This is how I teach
This month we spoke with Dr John Willison, Senior Lecturer in the School of Education, in the Faculty of Arts, Business, Law and Economics. John is the Director of the Bachelor of Teaching (Secondary), coordinates two undergraduate degree courses, and supervises the research of Master and PhD students. Here John explains how learning autonomy is ultimately what enables school teachers to remain current and effective throughout their career.
How would you describe your approach to teaching/your teaching philosophy?
I think a lot about learning autonomy, about the extent to which students have or take control of their learning over time. My approach to this is providing structure and guidance (low learning autonomy) and then increasing scope for student decisions (higher learning autonomy). This is often followed by a return to lower autonomy when students need that, for example, when the content, context or skills needed are new, or the standards of rigour or sophistication increase. Learning autonomy is therefore more ‘tidal’, rather than linear, moving back and forth between low and high, depending on the needs of students. Over time, this tidal approach to learning autonomy leads to a richer knowledge base, skill set and attitude of responsibility for their learning journeys. This is like Vygotsky’s ‘Model, Scaffold, Fade’, where teacher and student together have a strong role and relationship in developing student learning autonomy.
What do you like most about teaching in your discipline?
My undergraduate students are preservice schoolteachers who will teach numerous subject areas in humanities, social sciences, mathematics, music and the sciences. So, the range of things I model, scaffold and fade-out are to nurture their emulation, improvisation and initiation of how they teach their own secondary school students. During both the undergraduate second year course (Responsive Teaching Practice) and fourth year course (Education Research Skills) that I coordinate, students spend time in Schools for Professional Experience Placements; assessments are designed for students to capture that experience, reflect, analyse and recommend future improvements. It is exciting to read about their experiences and their developing understanding of the course and the whole degree in the context of their actual teaching experiences.
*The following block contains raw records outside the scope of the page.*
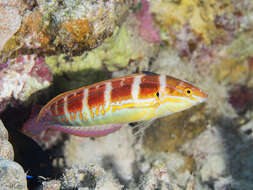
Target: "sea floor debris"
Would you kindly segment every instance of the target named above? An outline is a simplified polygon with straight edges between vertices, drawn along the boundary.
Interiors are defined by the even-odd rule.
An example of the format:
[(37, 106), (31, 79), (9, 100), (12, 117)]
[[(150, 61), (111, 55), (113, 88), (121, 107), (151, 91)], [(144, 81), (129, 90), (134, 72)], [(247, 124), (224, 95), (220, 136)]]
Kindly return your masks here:
[[(0, 0), (0, 17), (2, 189), (253, 189), (251, 0)], [(40, 148), (20, 134), (57, 94), (144, 70), (192, 82), (206, 104), (142, 136), (52, 133)]]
I love enabling Master of Teaching students to complete research projects of a semester timeframe in schools. With ethics and Department of Education approval in advance, the Masters students move through determining how to generate data to answer the research question, collecting observation data in schools, analysing the data with reference to a conceptual framework, and writing up their research as a draft journal article.
It is also amazing supervising brilliant PhD students from around the globe. Their research is fascinating and is building a deep understanding in the field of the learning sciences.John Willison
How does your teaching help prepare students for their future?
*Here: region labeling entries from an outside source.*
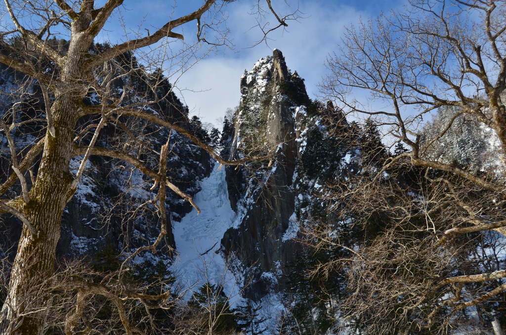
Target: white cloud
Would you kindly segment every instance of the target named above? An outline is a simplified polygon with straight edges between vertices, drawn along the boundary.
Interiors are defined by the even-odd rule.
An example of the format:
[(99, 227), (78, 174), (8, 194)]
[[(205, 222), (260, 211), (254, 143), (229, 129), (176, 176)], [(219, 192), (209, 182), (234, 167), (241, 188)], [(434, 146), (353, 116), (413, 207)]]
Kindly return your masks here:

That’s where learning autonomy is so important. As preservice teachers, they will be graduates who have to keep up with the shifting socio/cultural/technological elements of schooling, and much of staying current requires they develop their own attitudes and skills towards lifelong learning. These attitudes and skills are not well developed in one or two courses alone, but across the whole degree program. In the School of Education, we rely heavily on colleagues from many disciplines, because our undergraduate Bachelor of Teaching is only offered as a double degree in concert with a Bachelor of Arts, Mathematical and Computer Science, Music or Science. All those teaching into the double degree play an important part in preparing our students to be effective teachers in such a fluid educational landscape. In addition, our Professional Experience Team is absolutely crucial to our preservice teachers being ready to teach. Preservice teacher learning autonomy is ultimately what enables them to remain current and effective teachers throughout their career, long past their graduation.
What is your favourite way to use technology to enhance learning?
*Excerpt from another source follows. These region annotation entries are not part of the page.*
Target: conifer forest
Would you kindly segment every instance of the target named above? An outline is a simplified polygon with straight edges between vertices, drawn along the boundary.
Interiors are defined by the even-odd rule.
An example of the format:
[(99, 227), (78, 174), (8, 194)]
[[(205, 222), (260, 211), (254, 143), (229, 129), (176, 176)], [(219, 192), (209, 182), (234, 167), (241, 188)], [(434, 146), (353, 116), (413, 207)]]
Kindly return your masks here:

In 2023 I quickly introduced Artificial Intelligence (AI) components in lectures, tutorials and assessment, but reduced the amount of time on AI this year, because students are becoming more savvy and there is such an array of AI platforms to choose from. Now my focus is how my preservice teaching students will facilitate secondary student use of AI. So, a large part of the focus is to help my students recognise the weaknesses of AI, so they may target secondary student skills to address these weaknesses.
Which approach to educating students about academic integrity have you found to have the most impact
In light of AI, I think a crucial component of academic integrity is the relationship with students, where they feel there is someone who cares and so are a little less inclined to overtly cheat. As a significant part of that, I have found students highly value rubric feedback on assessment tasks that is supported by audio explanations of why they were so scored on each criterion. Audio feedback has a certain warmth that is more personal and less machine-like. Of course, many students would not listen to that feedback unless they were required to, so I typically provide a structure in which they respond to feedback from one assessment in a subsequent assessment. Students don’t get audio feedback on the second assignment (so its quicker to mark), but in an appendix they explain how they responded to the feedback to improve the latter assignment. This explanation is marked, provides me with a lot of insight when reading it, and makes assessment more like a conversation.